My concern is sometimes in general we can have $f'(0)$ exist but have $f'(x)$ not continuous at $x = 0$.
Since, $\sum_{n=1}^N \cos(nx)$ is bounded on any compact subset of $(0,\pi)$, then Dirichlet's Test for uniform convergence guarantees that the series $\sum_{n=1}^\infty \frac{\cos(nx)}{n}$ uniformly converges for $x$ on any compact subset of $(0,\pi)$.

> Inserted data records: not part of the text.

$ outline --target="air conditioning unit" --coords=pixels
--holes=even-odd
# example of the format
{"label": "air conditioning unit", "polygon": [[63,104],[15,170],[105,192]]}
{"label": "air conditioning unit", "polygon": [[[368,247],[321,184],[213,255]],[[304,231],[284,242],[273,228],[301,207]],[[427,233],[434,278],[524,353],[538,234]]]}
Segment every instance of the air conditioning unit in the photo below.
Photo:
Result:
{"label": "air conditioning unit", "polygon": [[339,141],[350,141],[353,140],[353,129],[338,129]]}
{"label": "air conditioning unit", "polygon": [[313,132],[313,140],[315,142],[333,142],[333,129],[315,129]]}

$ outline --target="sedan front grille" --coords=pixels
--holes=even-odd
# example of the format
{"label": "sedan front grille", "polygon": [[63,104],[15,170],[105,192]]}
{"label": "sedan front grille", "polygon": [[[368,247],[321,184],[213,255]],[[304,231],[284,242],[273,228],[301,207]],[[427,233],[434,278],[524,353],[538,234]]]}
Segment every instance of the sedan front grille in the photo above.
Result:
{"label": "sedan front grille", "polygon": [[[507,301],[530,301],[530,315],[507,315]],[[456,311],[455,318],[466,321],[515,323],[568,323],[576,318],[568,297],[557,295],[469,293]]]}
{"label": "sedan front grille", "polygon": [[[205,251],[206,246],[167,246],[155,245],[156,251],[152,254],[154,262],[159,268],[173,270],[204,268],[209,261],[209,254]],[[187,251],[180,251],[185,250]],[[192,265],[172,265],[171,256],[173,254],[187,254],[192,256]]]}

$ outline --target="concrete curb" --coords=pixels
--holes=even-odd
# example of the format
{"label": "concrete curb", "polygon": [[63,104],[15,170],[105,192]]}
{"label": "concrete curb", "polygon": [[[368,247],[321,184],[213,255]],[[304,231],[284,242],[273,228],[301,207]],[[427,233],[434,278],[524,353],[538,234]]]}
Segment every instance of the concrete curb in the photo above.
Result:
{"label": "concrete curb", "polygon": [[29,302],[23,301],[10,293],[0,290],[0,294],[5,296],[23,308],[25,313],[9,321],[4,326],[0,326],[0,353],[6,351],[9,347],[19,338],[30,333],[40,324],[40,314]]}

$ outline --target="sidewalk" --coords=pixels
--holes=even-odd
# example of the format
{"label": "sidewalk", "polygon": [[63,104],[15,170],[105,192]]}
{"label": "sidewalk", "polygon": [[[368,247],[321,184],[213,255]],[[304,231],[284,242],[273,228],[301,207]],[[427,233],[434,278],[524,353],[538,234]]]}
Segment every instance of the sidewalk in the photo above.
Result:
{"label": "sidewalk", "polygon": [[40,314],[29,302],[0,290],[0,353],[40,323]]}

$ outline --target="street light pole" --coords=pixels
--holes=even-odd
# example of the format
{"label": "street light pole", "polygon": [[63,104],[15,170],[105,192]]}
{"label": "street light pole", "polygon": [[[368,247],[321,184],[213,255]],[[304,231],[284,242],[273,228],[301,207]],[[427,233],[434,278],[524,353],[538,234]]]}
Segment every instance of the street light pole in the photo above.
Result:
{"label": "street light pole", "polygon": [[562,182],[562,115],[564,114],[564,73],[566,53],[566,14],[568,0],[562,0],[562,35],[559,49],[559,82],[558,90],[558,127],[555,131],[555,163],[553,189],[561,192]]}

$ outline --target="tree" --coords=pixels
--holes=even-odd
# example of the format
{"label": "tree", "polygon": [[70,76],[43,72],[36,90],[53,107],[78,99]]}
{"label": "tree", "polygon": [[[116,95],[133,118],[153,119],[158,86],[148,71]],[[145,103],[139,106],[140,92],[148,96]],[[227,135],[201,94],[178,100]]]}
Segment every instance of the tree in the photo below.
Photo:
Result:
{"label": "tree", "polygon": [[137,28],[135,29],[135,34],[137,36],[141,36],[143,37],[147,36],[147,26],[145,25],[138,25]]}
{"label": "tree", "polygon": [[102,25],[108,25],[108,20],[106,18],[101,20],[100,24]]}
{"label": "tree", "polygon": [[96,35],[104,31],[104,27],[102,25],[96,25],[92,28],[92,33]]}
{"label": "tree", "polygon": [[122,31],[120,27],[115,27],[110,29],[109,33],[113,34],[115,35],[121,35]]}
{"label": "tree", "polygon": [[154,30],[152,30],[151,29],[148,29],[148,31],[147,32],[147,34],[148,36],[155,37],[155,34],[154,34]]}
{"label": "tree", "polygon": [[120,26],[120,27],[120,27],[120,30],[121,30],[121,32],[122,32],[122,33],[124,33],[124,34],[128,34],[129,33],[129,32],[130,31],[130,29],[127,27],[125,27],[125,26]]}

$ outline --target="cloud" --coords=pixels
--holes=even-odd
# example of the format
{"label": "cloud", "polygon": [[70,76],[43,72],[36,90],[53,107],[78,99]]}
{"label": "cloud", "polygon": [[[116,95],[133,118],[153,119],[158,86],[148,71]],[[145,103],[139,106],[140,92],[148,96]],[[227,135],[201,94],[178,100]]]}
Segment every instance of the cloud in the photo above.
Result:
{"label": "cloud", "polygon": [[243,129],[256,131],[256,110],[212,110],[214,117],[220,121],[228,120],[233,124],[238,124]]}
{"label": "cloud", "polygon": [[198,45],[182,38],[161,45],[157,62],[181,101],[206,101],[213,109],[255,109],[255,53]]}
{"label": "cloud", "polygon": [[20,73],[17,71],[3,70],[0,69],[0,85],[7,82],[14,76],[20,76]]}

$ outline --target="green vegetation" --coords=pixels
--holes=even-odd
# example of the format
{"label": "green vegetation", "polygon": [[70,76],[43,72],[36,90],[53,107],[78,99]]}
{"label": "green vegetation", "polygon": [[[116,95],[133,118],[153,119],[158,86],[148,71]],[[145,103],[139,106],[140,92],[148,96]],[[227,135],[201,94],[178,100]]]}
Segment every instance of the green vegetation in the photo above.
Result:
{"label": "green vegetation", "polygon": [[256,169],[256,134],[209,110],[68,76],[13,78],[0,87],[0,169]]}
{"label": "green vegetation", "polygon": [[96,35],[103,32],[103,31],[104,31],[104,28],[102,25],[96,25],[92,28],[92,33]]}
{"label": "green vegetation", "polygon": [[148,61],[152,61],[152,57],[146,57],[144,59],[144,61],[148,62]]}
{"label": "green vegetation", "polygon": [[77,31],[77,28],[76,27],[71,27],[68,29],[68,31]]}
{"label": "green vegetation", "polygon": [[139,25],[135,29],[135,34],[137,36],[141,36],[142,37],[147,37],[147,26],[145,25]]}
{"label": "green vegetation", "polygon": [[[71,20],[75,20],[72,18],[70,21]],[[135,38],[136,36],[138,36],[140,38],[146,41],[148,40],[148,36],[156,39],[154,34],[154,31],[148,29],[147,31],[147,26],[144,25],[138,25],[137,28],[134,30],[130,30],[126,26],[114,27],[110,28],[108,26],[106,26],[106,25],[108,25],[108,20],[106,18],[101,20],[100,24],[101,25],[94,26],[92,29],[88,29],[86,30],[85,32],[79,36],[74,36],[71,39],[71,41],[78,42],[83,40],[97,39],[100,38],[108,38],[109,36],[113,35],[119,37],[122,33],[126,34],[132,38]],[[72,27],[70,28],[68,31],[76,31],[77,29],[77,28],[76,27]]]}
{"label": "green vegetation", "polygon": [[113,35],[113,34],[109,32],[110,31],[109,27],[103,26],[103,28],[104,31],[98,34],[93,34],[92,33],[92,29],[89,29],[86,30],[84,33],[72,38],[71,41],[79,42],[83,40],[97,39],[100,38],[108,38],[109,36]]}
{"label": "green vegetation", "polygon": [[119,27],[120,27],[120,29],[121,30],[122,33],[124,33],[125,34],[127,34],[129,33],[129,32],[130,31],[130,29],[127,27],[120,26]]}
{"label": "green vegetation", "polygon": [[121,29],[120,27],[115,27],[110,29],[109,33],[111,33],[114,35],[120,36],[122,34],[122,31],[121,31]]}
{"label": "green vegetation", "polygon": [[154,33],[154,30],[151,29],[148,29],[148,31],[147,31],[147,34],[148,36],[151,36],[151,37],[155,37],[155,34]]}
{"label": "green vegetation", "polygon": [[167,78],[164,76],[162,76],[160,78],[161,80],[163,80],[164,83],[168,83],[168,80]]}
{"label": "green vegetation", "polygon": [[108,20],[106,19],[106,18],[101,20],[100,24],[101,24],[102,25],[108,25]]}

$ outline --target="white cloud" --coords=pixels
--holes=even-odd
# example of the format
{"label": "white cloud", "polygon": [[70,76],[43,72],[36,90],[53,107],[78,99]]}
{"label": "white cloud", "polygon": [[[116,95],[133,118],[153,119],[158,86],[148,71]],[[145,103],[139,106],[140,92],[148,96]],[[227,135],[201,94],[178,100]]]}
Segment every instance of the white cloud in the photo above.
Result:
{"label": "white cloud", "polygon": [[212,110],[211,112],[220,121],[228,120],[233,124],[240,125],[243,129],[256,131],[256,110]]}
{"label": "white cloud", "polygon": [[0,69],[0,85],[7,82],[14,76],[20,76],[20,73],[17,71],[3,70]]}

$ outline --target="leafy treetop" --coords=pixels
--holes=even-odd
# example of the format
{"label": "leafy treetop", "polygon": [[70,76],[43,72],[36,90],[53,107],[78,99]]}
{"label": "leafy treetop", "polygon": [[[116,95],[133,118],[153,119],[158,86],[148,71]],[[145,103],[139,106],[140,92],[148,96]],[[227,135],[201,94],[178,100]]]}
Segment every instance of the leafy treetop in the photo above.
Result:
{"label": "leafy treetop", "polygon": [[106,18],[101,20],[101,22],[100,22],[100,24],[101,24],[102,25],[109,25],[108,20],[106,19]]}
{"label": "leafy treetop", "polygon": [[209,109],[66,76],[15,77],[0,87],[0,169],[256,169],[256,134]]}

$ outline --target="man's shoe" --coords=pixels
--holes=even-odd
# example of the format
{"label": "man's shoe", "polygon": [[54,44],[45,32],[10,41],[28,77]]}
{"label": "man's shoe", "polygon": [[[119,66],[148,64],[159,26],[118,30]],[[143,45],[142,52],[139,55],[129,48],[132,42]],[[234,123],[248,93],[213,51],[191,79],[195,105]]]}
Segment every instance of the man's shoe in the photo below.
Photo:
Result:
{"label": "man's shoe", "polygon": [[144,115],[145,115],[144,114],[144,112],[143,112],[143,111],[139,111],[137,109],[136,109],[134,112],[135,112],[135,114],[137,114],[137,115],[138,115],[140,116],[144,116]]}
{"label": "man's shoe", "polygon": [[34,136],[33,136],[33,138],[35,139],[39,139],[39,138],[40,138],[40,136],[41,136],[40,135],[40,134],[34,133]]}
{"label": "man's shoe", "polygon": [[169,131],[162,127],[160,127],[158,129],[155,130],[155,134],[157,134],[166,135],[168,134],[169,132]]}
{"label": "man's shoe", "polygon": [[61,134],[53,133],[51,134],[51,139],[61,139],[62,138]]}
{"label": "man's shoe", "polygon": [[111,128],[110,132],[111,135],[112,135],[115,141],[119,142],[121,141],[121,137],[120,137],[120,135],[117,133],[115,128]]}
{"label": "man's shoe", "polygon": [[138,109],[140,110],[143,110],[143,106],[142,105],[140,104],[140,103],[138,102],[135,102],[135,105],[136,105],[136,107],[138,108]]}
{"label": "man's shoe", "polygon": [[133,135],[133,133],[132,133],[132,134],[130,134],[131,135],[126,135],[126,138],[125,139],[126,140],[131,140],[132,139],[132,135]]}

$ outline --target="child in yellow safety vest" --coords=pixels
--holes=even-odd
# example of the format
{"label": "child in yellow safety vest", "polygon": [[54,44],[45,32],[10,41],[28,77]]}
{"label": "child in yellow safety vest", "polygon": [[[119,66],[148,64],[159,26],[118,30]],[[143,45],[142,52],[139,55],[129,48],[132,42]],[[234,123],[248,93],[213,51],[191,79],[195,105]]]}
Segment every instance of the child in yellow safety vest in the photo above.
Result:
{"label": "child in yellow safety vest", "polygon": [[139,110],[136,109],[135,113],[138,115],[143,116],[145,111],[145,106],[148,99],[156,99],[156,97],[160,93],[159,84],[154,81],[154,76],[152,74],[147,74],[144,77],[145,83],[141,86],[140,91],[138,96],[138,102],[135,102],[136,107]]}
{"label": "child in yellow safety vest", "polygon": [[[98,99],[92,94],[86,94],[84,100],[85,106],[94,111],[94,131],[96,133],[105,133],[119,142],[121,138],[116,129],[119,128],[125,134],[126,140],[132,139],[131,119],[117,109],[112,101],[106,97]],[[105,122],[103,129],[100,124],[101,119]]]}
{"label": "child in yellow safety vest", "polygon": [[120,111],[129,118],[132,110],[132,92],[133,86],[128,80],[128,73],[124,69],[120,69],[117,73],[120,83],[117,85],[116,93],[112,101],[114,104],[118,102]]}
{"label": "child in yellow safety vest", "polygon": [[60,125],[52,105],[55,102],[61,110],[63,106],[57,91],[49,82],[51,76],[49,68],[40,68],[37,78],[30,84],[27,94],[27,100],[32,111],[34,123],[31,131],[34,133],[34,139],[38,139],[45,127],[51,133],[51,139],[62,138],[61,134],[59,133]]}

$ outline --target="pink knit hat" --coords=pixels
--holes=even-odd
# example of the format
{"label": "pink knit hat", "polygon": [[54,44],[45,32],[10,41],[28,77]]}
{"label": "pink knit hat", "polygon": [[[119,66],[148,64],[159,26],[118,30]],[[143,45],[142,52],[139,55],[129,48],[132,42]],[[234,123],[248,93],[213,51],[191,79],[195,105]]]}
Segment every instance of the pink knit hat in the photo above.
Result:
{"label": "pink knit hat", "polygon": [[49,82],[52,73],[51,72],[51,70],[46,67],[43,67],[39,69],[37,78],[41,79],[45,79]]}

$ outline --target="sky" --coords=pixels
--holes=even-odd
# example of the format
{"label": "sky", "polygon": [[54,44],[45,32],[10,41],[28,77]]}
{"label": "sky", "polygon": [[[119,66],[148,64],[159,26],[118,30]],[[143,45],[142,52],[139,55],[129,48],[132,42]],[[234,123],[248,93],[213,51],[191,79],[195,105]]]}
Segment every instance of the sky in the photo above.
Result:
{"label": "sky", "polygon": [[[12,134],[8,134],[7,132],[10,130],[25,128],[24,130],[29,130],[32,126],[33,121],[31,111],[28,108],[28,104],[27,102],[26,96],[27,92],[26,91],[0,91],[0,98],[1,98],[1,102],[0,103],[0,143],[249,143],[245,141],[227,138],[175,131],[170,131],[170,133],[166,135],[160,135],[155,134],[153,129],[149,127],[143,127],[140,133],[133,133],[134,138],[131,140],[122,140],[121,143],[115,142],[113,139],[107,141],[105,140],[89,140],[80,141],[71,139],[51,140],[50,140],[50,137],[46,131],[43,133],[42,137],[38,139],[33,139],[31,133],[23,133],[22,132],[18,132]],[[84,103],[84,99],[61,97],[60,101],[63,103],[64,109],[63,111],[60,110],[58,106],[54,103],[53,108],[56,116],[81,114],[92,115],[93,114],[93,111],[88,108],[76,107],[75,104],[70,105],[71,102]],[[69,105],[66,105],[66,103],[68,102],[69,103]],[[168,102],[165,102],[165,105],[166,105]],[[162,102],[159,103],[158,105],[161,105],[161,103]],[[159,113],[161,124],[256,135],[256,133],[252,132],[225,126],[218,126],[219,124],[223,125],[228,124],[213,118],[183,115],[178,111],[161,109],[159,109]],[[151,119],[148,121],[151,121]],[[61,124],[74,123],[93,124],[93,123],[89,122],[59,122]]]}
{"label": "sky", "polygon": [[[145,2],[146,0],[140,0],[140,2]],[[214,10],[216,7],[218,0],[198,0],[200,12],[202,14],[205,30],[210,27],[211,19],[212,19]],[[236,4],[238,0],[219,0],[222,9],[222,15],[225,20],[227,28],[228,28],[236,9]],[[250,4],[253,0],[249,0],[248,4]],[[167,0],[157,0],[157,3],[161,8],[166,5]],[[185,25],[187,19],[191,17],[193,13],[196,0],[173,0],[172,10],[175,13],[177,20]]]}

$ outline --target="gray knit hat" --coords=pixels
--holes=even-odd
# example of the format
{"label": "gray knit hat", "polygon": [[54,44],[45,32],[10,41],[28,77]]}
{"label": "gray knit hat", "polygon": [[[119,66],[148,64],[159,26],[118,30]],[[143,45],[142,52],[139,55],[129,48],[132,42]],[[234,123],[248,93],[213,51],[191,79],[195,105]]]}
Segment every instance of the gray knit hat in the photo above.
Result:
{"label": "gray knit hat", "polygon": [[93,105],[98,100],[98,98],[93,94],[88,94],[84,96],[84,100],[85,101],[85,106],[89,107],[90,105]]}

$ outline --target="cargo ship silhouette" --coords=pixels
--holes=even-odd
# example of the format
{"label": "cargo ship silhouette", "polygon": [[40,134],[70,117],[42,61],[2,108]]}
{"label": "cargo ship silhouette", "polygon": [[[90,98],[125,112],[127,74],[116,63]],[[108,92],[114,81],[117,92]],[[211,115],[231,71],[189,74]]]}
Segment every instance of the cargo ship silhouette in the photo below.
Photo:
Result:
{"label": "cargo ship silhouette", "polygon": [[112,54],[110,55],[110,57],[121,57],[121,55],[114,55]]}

Therefore, we assert that for $x\in (0,\pi)$
$$\frac{d}{dx}\sum_{n=1}^\infty \frac{\sin(nx)}{n^2}=\sum_{n=1}^\infty \frac{\cos(nx)}{n}\tag 1$$
Note that the right-hand side of $(1)$ fails to exist at $x=0$.
Inasmuch as it represents the function $-\log\left(2\sin(x/2)\right)$ for $x\in(0,\pi)$, then the limit as $\lim_{x\to 0^+}\sum_{n=1}^\infty \frac{\cos(nx)}{n}=\infty$. And we are done!